Природа оживает в воображении мальчика, она наполняется мелодичными звуками, яркими красками, пребывает в процессе непрерывных изменений - собственно так, как говорил об этом Тан Мэнлай. «Он [Байстрюк] услышал, как из джутового поля донеслась музыка птичьего щебета и мелодия песни осенних насекомых. Рассеивающийся туман с оглушительным шумом наталкивался на листья джута, на ярко-красные и бледно-зеленые стебли. Саранча трещала своими крыльями так, будто по железному мосту ехал поезд. Он видел поезд во сне, это удивительное одноглазое существо, которое мчало быстрее коня, лежа на животе. А если бы оно поднялось на ноги?». Сказочный дискурс этого отрывка очевиден: персонифицируются явления природы (туман) и технические достижения цивилизации (поезд), обычное состояние природы оживляется с помощью индивидуального голоса каждого обитателя. Кульминацией фантазийного преображения обыденных предметов является созданный воображением ребенка образ моркови: «Он увидел картину небывалой красоты: гладкая железная наковальня, отблеск слабых синих и голубых лучиков. На железной наковальне, где играют слабые сине-голубые лучики, лежит золотая морковь. Цветом и размером она напоминает лайянскую грушу, отбросившую длинный хвост. Отростки на хвосте похожи на золотистые волокна овечьей шерсти. Морковь хрустальная, светящаяся. Прозрачная золотая шкурка наполняется живительным серебристым соком. Вся морковь гладкая - само совершенство, прекрасный силуэт отсвечивает золотым нимбом. Отблески длинные и короткие: длинные - будто пшеничные колоски, короткие - будто реснички, и все золотое». Этот отрывок ассоциируется со сказочными мотивами, когда герой, выдержав суровые испытания, находит чудодейственный предмет и восторженно любуется его изяществом и красотой.
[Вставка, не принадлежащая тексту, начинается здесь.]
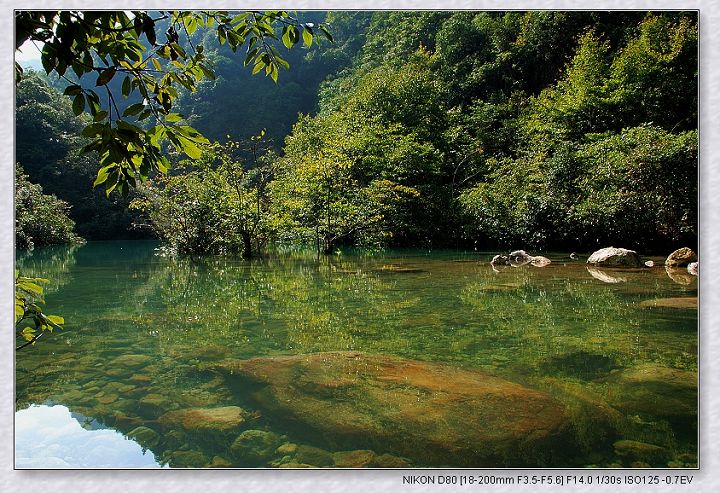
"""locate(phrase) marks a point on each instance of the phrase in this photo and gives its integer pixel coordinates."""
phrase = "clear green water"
(561, 329)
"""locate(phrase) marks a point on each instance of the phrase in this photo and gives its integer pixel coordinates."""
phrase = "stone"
(603, 276)
(540, 261)
(615, 257)
(130, 361)
(398, 269)
(154, 405)
(218, 419)
(390, 461)
(500, 260)
(219, 461)
(654, 390)
(107, 398)
(680, 276)
(188, 458)
(146, 437)
(294, 465)
(255, 447)
(641, 451)
(681, 257)
(432, 413)
(287, 448)
(307, 454)
(684, 302)
(595, 422)
(212, 352)
(354, 458)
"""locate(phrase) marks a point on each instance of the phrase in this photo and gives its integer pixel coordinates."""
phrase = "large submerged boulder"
(615, 257)
(435, 414)
(681, 257)
(655, 390)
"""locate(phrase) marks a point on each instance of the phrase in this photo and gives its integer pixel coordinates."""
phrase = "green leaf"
(189, 148)
(286, 38)
(79, 104)
(307, 38)
(72, 90)
(133, 109)
(127, 86)
(57, 320)
(105, 76)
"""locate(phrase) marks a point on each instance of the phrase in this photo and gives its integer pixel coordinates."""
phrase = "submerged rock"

Образ «волшебной» моркови - центральный и смыслообразующий в повести. Интересную трактовку этого образа дает Лю Сяоке. Он считает, что это прекрасное видение возникло в воображении ребенка в момент впервые пережитого счастья. Цзюйцзы питала к нему теплые чувства и проявляла заботу (по мнению китайского исследователя, она соединила в себе три ипостаси - матери, сестры, любимой девушки), к тому же тепло печи в кузнице вызывало ощущение домашнего очага. Поэтому увиденная мальчиком морковь стала символом внешнего мира, отражающим его внутреннее состояние счастья. Однако, как недолгим было это радостное ощущение, так недолгим было существование «волшебной» моркови. В искренний мир детского мироощущения снова вторгаются циничные законы жизни взрослых - кузнец раздраженно выбрасывает морковь в реку, а увлеченная молодым каменщиком Цзюйцзы на какое-то время забывает о Байстрюке. Мальчишка отчаянно пытается вернуть потерю, но ни один из вырванных на грядке корнеплодов не похож на ту «волшебную», «прозрачную» морковь. Счастье живет только в сердце ребенка, оно не может воплотиться в реальности в условиях существующего общества, как невозможно вернуть и морковь.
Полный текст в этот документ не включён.